II. Have a Parent Meeting

This can be as important as the team meeting and following all of the important tips listed above. In you parent meeting, you want to try to accomplish the following:

(1) Ongoing communications to the team and the parents: However you do this; you should be clear and make sure everyone understands the process. Getting this right can make or break a season.

• Will you send emails each week outlining practice times, games, direction?
• Will you be using a website of software platform to do this? Check out Team Snap and Signup Genie for good platforms to schedule things.

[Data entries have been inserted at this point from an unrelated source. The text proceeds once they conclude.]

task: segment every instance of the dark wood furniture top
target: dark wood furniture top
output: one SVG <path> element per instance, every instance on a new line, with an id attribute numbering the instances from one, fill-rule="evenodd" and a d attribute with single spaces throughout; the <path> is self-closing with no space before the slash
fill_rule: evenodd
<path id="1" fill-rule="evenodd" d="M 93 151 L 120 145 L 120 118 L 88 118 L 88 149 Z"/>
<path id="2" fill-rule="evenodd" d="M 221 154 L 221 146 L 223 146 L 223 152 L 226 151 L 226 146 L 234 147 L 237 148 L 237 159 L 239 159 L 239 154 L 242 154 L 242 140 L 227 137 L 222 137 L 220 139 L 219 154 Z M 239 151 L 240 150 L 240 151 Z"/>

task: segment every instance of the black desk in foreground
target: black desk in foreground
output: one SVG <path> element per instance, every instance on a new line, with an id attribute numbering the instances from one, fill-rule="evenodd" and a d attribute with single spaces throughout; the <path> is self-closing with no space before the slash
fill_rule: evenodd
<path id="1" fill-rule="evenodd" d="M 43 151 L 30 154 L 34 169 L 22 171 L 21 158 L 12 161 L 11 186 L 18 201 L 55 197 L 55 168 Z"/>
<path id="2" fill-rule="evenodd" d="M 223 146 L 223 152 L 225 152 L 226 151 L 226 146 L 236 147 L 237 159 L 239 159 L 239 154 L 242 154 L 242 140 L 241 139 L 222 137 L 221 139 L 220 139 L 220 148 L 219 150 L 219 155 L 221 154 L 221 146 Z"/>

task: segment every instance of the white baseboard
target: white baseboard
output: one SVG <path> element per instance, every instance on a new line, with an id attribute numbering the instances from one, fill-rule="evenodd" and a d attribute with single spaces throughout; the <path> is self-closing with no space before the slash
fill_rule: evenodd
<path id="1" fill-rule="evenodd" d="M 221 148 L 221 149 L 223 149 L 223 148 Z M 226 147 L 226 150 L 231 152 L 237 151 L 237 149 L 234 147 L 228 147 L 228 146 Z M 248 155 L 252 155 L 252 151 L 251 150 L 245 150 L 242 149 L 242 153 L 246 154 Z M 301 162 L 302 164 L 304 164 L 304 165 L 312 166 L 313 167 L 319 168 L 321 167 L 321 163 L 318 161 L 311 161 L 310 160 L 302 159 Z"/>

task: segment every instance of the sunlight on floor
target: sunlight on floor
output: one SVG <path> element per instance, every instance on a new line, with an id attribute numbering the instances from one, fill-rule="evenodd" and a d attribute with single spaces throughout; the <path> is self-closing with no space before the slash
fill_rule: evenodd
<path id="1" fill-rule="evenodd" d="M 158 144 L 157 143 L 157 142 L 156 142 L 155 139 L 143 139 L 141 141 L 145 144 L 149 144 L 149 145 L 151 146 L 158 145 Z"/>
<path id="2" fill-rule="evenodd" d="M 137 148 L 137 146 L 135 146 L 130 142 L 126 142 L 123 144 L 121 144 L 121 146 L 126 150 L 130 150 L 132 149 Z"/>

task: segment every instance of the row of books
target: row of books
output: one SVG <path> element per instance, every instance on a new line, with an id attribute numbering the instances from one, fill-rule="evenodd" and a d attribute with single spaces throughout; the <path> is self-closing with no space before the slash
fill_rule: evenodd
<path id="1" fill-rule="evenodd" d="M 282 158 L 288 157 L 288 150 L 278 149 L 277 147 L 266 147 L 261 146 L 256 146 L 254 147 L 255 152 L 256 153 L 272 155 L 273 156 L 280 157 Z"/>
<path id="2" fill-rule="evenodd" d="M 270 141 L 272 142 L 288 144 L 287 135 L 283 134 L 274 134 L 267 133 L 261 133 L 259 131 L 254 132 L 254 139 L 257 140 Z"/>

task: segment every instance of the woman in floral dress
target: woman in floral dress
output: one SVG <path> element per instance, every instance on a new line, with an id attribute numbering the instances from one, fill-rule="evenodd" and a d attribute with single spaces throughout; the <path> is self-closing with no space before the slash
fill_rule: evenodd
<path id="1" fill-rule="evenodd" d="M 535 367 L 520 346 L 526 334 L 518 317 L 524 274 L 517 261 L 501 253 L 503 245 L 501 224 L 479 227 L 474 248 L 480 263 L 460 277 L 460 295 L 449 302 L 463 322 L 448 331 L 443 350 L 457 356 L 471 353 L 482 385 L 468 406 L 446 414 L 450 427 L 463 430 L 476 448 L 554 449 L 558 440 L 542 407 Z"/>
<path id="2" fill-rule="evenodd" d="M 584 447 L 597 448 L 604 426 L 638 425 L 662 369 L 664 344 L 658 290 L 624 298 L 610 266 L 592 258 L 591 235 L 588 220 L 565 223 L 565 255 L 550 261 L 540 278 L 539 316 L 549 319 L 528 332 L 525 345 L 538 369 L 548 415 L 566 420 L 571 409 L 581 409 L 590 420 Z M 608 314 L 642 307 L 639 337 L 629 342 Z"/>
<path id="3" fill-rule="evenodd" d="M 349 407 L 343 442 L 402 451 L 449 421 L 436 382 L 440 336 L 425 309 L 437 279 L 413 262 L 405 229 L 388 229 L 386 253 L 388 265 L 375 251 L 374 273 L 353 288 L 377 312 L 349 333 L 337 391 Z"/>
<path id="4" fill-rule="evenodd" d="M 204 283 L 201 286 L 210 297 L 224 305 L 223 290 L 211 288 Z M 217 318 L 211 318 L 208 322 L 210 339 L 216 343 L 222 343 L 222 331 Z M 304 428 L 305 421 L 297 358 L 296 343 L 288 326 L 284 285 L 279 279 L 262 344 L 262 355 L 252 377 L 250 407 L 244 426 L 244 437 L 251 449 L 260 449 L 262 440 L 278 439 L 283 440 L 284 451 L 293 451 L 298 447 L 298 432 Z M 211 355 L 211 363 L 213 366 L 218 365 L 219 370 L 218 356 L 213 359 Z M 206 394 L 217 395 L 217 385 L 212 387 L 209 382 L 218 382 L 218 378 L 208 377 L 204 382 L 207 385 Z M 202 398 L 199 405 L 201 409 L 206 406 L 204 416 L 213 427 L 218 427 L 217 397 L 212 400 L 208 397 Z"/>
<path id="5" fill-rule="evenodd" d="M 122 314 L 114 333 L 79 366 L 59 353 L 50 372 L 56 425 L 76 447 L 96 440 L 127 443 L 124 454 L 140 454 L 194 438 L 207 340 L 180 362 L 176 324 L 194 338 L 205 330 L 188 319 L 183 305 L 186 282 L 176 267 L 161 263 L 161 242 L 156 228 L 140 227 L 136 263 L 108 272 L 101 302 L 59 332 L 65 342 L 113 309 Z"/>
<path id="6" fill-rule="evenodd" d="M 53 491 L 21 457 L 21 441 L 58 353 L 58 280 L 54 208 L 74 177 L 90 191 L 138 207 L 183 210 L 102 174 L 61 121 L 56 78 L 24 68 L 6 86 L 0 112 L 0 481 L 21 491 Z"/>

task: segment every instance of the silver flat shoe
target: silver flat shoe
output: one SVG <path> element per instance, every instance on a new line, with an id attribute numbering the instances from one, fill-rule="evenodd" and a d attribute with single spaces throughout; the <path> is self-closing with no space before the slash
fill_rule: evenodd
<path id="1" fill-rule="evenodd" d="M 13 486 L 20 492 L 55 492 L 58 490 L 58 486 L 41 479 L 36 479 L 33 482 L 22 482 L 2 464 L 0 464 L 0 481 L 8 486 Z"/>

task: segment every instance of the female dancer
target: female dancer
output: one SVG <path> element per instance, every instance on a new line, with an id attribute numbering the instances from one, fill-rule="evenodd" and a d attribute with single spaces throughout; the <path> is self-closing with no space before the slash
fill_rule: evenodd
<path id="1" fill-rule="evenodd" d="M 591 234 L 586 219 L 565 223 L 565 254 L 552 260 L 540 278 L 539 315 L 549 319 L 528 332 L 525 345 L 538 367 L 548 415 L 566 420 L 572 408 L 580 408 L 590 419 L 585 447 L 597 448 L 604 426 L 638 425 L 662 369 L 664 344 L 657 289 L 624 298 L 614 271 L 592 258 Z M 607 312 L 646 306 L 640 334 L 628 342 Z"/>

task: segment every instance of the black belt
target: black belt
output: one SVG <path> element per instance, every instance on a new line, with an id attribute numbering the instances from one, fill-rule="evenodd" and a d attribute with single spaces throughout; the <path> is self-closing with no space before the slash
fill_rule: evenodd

(2) Set the expectations for playing time. If the league requires equal playing time, tell the parents. If the league requires you to sit each player for a quarter, tell the parents. Most importantly, tell the parents you are the coach and will treat all o the kids fairly.

(3) Goals for the Team: Let the parents understand your coaching philosophy and what your goals are for the team. In most cases, especially with the younger kids, you may also want to remind parents that the kids are not playing for a college scholarship.

(4) Administrative Stuff: Get a team parent. This will help with organizing snacks, team party, trophies, etc… Having all the parents pitch in will make things go more smoothly for you as a coach.

III. Practice

Have a practice plan for the season and for each practice. You should start each practice with a practice plan—your kids will know when you are not prepared. A sample plan would have the following:

Date Group/Team
Theme Objective

Time Drill/Skill Set up Coaching Points
Warm-up and Stretch
Drill or Activity
Drill or Activity
Drill or Activity
Drill or Activity
Small Sided Game
Warm down

IV. Games
Games can be the most positive part of the season for kids and it can also be the most stressful. Some help keys to success include:
(1) Like with practice, have a game plan.

• What are the goals for the game?
• What do you want to accomplish? We all want to win, but what else constitutes a success?
• Have a plan on who plays when. Trying to do this at game time is almost impossible. In leagues where everyone plays the same, I bring a spreadsheet by quarter/half on who plays when. This solves lots of issues.

(2) You are an example to the kids. If there is a bad call, I encourage you to wait (count to 5) before you make a comment. Remember, making excuses and even worse yelling at a ref, leads to your kids doing the same thing. Ideally, you wait a day and if it still bothers you, then you talk to the league about it.
(3) Only run plays and use concepts you have covered in practice. If you have not covered a full court press or a 2—3 zone in practice, do not try to run it in a game. It will only frustrate you and the players.

(4) Make it fun. Remember, this is not the NFL, NBA or MLB. Our job is to teach and motivate.